The ability to deal with ambiguity is also really important, and leaders need to role-model that themselves: they need to show that they’re wrestling with real choices and that they, too, are building their own capabilities. They should think hard about how to achieve a balance between leading and setting clear direction, on the one hand, while also listening and being adaptive, on the other. And it’s particularly important that when you do change and adapt, you explain to people why you’ve done that—not just so people can understand the rationale behind the change but also so you can role-model the kind of leadership behavior that will be effective in moving an organization forward.

McKinsey: That’s interesting. Can you give an example of how your own leadership team has changed and adapted, even as you’ve been helping America’s workers build capabilities?
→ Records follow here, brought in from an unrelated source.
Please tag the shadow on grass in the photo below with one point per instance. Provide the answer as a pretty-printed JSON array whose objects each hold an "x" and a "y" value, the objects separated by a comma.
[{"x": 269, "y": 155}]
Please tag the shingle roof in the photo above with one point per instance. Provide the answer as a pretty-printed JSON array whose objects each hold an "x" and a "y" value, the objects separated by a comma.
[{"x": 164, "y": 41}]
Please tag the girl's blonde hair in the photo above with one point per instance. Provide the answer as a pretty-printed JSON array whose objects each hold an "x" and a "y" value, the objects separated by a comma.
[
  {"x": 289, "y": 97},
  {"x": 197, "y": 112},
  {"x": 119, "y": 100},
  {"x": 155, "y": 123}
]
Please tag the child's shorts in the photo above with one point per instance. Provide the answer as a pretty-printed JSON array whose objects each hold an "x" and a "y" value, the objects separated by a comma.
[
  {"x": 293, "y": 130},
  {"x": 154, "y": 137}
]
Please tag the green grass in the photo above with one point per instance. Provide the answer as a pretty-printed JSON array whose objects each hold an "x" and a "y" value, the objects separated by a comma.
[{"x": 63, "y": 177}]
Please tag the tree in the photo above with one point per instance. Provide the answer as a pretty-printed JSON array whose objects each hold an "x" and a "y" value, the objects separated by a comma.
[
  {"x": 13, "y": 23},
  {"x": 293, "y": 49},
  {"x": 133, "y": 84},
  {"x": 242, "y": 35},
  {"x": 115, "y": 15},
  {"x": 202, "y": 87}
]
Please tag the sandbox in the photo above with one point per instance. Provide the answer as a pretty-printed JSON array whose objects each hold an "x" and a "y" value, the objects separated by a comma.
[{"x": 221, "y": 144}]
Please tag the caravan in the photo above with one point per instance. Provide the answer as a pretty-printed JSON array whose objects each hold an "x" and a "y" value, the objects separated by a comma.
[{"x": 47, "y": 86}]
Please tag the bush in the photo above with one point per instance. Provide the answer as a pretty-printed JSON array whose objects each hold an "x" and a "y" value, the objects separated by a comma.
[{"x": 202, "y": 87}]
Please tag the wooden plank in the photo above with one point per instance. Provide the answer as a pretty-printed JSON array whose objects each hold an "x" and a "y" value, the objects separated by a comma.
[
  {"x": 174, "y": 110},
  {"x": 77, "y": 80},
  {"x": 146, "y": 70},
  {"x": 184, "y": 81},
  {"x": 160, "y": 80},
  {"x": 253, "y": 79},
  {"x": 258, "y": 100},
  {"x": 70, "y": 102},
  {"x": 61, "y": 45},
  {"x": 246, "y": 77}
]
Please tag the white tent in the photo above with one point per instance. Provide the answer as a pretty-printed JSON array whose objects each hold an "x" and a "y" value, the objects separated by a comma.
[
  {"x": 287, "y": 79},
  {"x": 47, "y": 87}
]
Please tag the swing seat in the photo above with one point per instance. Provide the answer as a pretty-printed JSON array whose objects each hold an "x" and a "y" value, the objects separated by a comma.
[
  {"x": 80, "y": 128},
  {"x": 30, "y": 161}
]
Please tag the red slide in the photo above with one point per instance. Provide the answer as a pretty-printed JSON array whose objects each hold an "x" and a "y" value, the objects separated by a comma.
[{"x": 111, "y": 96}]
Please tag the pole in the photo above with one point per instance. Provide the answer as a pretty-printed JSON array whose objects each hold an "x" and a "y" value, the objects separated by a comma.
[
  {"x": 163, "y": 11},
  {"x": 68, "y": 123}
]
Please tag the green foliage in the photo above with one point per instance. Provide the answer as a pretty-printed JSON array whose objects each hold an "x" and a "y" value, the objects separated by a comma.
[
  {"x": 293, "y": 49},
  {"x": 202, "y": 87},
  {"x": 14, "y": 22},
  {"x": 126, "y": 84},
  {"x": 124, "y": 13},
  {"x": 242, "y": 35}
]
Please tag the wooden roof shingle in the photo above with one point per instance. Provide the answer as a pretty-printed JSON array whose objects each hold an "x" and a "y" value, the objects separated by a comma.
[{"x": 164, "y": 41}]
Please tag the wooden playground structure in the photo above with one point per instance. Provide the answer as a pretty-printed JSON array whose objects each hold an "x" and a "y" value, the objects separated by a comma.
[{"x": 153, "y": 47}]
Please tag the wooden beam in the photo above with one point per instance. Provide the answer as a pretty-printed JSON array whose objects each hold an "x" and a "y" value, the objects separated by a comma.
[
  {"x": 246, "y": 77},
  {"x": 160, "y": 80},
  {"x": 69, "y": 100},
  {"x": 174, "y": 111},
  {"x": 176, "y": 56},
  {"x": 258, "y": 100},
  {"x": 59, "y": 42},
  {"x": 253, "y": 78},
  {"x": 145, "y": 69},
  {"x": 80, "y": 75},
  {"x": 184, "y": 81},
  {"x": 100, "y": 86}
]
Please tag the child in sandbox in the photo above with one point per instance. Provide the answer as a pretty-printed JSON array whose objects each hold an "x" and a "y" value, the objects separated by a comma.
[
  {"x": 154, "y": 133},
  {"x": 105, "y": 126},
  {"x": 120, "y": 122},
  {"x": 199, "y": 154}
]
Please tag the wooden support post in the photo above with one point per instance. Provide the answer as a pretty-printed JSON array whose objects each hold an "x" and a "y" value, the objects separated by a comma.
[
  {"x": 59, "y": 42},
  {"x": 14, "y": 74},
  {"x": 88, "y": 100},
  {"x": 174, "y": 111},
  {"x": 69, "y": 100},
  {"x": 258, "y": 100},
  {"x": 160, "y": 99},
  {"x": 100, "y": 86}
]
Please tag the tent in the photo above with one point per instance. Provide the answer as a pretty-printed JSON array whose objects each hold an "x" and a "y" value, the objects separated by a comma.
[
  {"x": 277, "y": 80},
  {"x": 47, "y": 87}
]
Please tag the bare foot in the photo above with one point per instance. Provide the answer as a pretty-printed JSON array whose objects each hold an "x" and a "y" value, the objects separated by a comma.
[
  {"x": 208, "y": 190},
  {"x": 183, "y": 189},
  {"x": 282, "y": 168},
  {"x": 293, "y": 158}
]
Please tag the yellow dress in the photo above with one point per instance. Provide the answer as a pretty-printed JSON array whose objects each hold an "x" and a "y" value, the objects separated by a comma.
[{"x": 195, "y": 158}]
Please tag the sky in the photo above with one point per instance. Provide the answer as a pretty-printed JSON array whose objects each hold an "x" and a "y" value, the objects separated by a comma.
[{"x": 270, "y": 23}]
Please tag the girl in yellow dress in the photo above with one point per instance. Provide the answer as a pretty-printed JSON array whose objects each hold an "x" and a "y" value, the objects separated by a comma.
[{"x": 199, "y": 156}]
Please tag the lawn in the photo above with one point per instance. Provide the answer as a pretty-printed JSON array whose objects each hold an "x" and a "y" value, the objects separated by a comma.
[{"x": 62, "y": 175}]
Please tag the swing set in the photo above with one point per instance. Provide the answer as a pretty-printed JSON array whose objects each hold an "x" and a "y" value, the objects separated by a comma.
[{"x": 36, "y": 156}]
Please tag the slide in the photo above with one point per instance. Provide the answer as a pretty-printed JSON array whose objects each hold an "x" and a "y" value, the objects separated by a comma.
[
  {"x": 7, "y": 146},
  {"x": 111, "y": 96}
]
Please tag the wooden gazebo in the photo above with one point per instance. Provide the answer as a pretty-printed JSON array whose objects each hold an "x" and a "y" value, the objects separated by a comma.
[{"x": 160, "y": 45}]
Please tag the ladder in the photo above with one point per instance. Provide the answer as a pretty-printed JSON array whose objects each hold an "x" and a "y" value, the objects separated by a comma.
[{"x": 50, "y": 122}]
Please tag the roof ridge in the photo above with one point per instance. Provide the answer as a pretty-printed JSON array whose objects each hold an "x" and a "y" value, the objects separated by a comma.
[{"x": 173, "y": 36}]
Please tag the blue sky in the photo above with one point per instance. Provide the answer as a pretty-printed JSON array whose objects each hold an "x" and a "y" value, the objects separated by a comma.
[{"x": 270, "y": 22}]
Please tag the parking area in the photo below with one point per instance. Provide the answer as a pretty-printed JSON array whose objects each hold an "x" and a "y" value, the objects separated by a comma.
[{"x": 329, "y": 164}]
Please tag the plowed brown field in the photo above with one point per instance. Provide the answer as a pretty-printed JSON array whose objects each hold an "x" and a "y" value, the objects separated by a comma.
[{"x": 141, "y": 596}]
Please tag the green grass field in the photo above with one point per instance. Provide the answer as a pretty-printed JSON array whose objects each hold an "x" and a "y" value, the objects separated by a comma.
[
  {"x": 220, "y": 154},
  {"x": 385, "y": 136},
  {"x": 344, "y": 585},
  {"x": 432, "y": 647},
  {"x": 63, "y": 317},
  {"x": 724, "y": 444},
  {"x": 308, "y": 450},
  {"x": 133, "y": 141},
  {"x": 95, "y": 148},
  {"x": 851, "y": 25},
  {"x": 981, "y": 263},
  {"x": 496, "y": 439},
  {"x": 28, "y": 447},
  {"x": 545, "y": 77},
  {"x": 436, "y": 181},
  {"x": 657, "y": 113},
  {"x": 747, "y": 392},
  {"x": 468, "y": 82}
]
Beth Cobert: One of the things we’ve learned over time is that we need to connect the people we’re trying to serve with organizations in their communities that they trust. We were trying to do everything ourselves, and that just didn’t work. The scarce element is trust. If you want to help people—whether that’s helping businesses access sources of diverse talent, or helping individuals articulate their skills better in their résumés—it’s important that they trust you so that you can spend your time doing the actual work, as opposed to spending your time convincing them that they should be listening to you at all.

So we pivoted, and we started to work with organizations and communities that already have that trust. That’s how we choose our partners. In our work with the Rework America Alliance, where we’re trying to help individuals displaced by the pandemic—and knowing that many of those individuals are from communities of color—we’ve formed partnerships with the National Urban League, UnidosUS, and others. We’re helping empower and build the capabilities of their staff and we’re collaborating with them to design programs. That lesson about on-the-ground partnership has been a really valuable one.

I think partnership and collaboration across companies will also become more important. In particular, small and medium-size businesses—which are very much an engine of the economy and the source of employment for vast numbers of people—must collaborate in new and different ways. Some of that will need to be supported with policy change, but some of it will come from companies themselves sharing what they’ve learned with each other. How can they embed capability building more intensively into people’s jobs? How can they better invest in their workforce? It’s important to realize that those investments generate real returns—not just to companies, but to individuals as well.